Lo staff di SenTIA riteneva che se le informazioni governative fossero state trasmesse solo in giapponese, i cittadini stranieri avrebbero avuto difficoltà a comprenderle.
I membri dello staff hanno scelto di utilizzare un modello creato diversi anni fa, che invitava alla "prudenza di fronte alle scosse di assestamento". Hanno ritenuto che fosse il messaggio più appropriato e più semplice.
"Non eravamo preparati all'allerta terremoto che è seguita", ha dichiarato un rappresentante di SenTIA. "Non siamo stati in grado di fornire un messaggio in merito alla riconferma dei preparativi e all'allestimento di un sistema di evacuazione".
In futuro, l'organizzazione si consulterà con i funzionari governativi, tra cui l'ufficio di gestione delle crisi della città, per decidere quali informazioni divulgare in caso di disastro e preparerà un nuovo modello.
L'avviso era fonte di confusione, anche per i residenti stranieri di lunga data in Giappone.
"Ho visto l'avviso, ma non ho capito i preparativi specifici", ha detto Zhen Shengxia, originario della Cina e residente in Giappone da quasi 30 anni. "I nuovi arrivati potrebbero avere difficoltà a comprendere il contenuto dell'avviso".
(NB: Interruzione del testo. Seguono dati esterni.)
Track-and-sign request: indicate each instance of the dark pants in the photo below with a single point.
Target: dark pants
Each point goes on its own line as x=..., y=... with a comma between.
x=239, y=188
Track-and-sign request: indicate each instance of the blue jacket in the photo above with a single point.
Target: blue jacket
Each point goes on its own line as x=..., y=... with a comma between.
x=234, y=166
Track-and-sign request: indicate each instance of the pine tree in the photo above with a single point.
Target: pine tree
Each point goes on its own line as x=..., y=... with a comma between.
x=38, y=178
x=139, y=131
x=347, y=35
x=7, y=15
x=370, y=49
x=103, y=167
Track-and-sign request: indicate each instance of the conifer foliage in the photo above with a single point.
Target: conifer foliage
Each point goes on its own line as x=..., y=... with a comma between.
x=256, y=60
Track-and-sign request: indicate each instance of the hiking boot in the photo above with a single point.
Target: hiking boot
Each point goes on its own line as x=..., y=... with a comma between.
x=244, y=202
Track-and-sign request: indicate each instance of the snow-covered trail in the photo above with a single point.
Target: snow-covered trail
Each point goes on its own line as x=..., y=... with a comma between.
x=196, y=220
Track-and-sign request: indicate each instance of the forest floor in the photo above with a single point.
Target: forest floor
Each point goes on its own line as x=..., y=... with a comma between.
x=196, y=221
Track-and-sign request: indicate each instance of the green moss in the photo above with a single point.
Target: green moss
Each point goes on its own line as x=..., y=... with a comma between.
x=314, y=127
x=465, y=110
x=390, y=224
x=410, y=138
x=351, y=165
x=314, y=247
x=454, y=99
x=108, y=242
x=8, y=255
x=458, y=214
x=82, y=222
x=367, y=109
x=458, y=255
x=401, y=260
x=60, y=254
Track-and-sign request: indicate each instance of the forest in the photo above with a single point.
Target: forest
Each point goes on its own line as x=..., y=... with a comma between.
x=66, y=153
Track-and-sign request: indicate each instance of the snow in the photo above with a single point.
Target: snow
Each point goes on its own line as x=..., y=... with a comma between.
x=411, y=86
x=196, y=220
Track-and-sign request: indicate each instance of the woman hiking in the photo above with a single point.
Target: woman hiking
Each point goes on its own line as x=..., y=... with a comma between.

Shiti Maghfira, studentessa indonesiana laureata presso l'Università di Tohoku, ha sfruttato la sua esperienza di sopravvivenza a un forte terremoto nel suo paese d'origine per offrire consigli dopo il terremoto dell'8 dicembre.
Ha pubblicato informazioni sui social media in inglese e in indonesiano per i suoi amici che hanno poca esperienza con i terremoti.
"Le informazioni e gli allarmi tsunami erano tutti in giapponese. Chi non è abituato al giapponese non può capirli", ha affermato.
Ha dichiarato che vorrebbe che il testo completo degli avvisi di tsunami inviati ai telefoni cellulari fosse disponibile in inglese.
Duwadi Bhawani, dal Nepal, ha sottolineato la difficoltà di incoraggiare la prudenza tra i residenti stranieri.
Dopo aver vissuto il grande terremoto e lo tsunami nel Giappone orientale nel 2011, si è registrata come "leader nella prevenzione dei disastri per i residenti stranieri di Sendai", un'iniziativa che sollecita la preparazione degli stranieri in caso di catastrofi.
Dopo il terremoto dell'8 dicembre, ha condiviso il messaggio di SenTIA e ha invitato i residenti stranieri a prendere precauzioni.
Ha tuttavia affermato che la maggioranza non ha capito a cosa dovrebbe effettivamente prepararsi.
Nonostante l'ansia provata durante il disastro del 2011, ricorda di essersi sentita al sicuro durante l'evacuazione, circondata da giapponesi.
"In caso di disastro, tutti dovrebbero provare la stessa ansia", ha affermato. "Vorrei che giapponesi e stranieri si aiutassero a vicenda".